My personal background is having worked in tech for a long time, serving in a
range of companies: big, middling and startup since the late 80s. I've
personally seen things more horrible (and funny) than anything in this book.
All of the issues Lyons' calls out, have been in play as long as I've been in
this business.

That's not to say I endorse them - rampant age discrimination, cult-like
manipulation of employees, screwing most employees on liquidity outcomes, etc.
But it's nothing new. Lyons claims to have been writing technology, starting
with trade rags, for the past 20 years and it shouldn't be anything new to him
either.

What runs strong and straight through "Disrupted" is that Lyons' joined a
company without sufficient due diligence. Whatever the merits of HubSpot, it
was/is a machine for marketing and sales. Lyons was under the impression that
by giving arrant speeches and writing pieces for a consciously elite audience
- explicitly not the HubSpot prospect base, the world would come to his door.
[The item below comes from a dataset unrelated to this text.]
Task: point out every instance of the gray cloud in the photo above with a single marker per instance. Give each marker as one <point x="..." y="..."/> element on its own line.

That's just not how the real world works. Nothing he did contributed directly
or seemingly indirectly to the HubSpot bottom line. The founders were trying
to puff that thing up for an IPO. Ultimately, a little image work at a high
salary wasn't satisfactory, regardless of their ethical failings.

One can easily imagine an alternative universe where Lyons' bosses approved
his separate "glossy" magazine-oid website, and he spent two years emitting
ephemeral think pieces. This book would never have been written. Lyons' might
have moved on after IPO with a little money and connections to join the Scoble
Set at the next cool startup.

It's obvious that Lyons views elite media people as being on another level
from the rest of us. In a sense it's an analog of tech pedigree nonsense,
where if you're not ex/current NYT or Time, you obviously lack the necessary
insight to really understand things.

Spite and jealousy do not constitute a platform from which to pontificate on
the tech industry. Compare "Disrupted" with the recent "The Everything Store"
about Amazon. The latter certainly has lots of dark insight, but no sense that
it was written because the author wasn't allowed another cookie.